自分も先々週あたりに観てきました。はい。観に行ったのは、別に評判がいいらしいというのを耳にしたからとか細田守という人が監督だからとかではなく、原作のというか筒井康隆のファンだからというのが大きな理由でしょうか。またアニメ化というのにも多少興味がありました。原田知世の実写版は観てますが特に思い入れはありません。ラベンダーは好きになりましたが。

しかし分かりません。何でこんなに評判がいいのか。そんなに悪い映画がだとは思いませんよ。しかし満点はないでしょう、満点は。どう考えても。あまりにみんなが満点付けてるから、自分だけ満点以外の点を付けられなくなってません?面白いんだ、面白いはずなんだ!これを面白いと思わない自分は何か間違ってるんだ、って洗脳されてません?このくらいの映画に満点付けてるってことは普段よっぽどクズな作品しか観てないとしか思えない。「今年の最高傑作!」とか「日本アニメ史に残る傑作」だとか「泣けた」とか「青春文学の傑作」だとか目を疑うような文字が並んでるんですが・・・。みんなもっと色々本読んだり映画観たりしようよ。
そりゃあ主人公の前向きな姿は美しいし笑いの中にも感動的な要素は無きにしもあらずだし、監督の描きたかったことはインタビュー等で理解はできますよ。でもさ、それと出来上がった作品の評価とは別でしょ。それに日本の映画が内向きでネガティブなものばかりだとは思わないし、前に進むにしても現在・過去に対する認識を無視してはあり得ないでしょう。

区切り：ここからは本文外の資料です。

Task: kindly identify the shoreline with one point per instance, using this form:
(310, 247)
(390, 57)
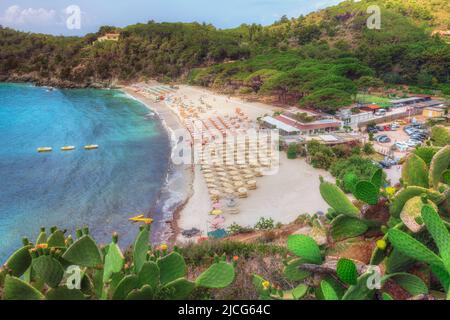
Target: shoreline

それにしても何で同じタイトルにするんでしょうかね。この作品、タイムリープって設定さえ持ってくればいいだけでしょ?『時をかける少女』でなくてはいけない理由が分かりません。オマージュを捧げるってことで別のタイトルでもいいと思うんですが。それはリメイク版『日本沈没』でも思いました。あんな結末にするなら『日本沈没』でなくてもいいじゃん、て。まあ、その話はまた改めて(っても、もう色んな人が言ってると思うけど)。

えー、アニメ版『時をかける少女』、この作品自体にケチを付けてるわけではなく(自分の評価は高くありませんが)、このあまりにも異常な状況に戸惑いを覚えてるだけですので、念のため。